Mais le joyau de cette collection réside peut-être du côté des uniformes colorés qu’ils ont sauvés de l’oubli. Ils avaient choisi d’en exposer une dizaine au cours de la fin de semaine. Toutefois, leur collection en comprend près de trente.
«Les uniformes gris étaient pour les soldats, et les bleus pour les officiers. À partir de 1964, l’uniforme a été modernisé. On a alors laissé tomber la culotte bouffante et les guêtres pour des pantalons. C’était plus moderne, et ça a aidé un peu le recrutement des jeunes à l’époque», détaille Albert.

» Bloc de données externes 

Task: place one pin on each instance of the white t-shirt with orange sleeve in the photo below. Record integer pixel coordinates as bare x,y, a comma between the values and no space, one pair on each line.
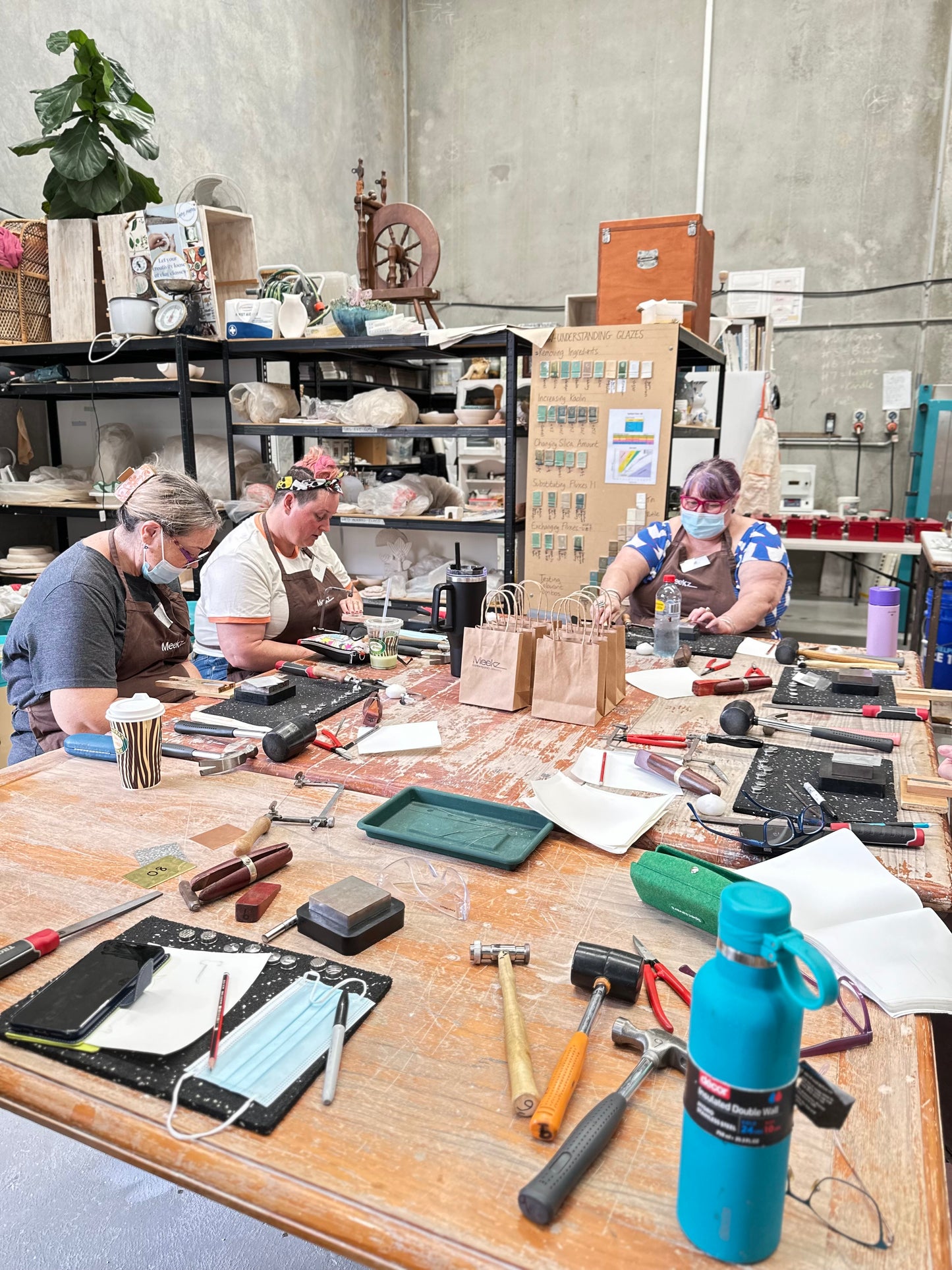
242,583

L’un des éléments clés à observer sur ces uniformes se trouve au niveau du col. Les numéros qu’on y remarque permettent d’identifier la provenance de l’uniforme. «À [la paroisse] Saint-Jean-Baptiste [à Québec], nous avons le numéro 1, poursuit Pierre. Pour Trois-Rivières, c’est le 2. Pour Charlesbourg, c’est le 33. Ça veut dire que Saint-Jean-Baptiste a été la première compagnie du régiment des zouaves pontificaux canadiens et que, par exemple, Charlesbourg a été la trente-troisième.»
Des pièces uniques
Pierre et Albert Dorval reconnaissent le caractère inusité de leur passion. «Oui, c’est une collection rare!», se réjouissent les frères en regardant tout ce qu’ils sont parvenus à amasser.
Quand on leur demande quelles sont les pièces les plus précieuses de leur collection, ils saisissent immédiatement un certificat de 1915 du pape Benoît XV adressé au colonel Charles Edmond Rousseau, qui était alors le plus haut gradé des zouaves au Québec. Ce document historique définit la mission que le pape donne aux zouaves du Québec. «C’est unique. C’est le seul qui existe», indiquent les frères, le souffle pratiquement coupé.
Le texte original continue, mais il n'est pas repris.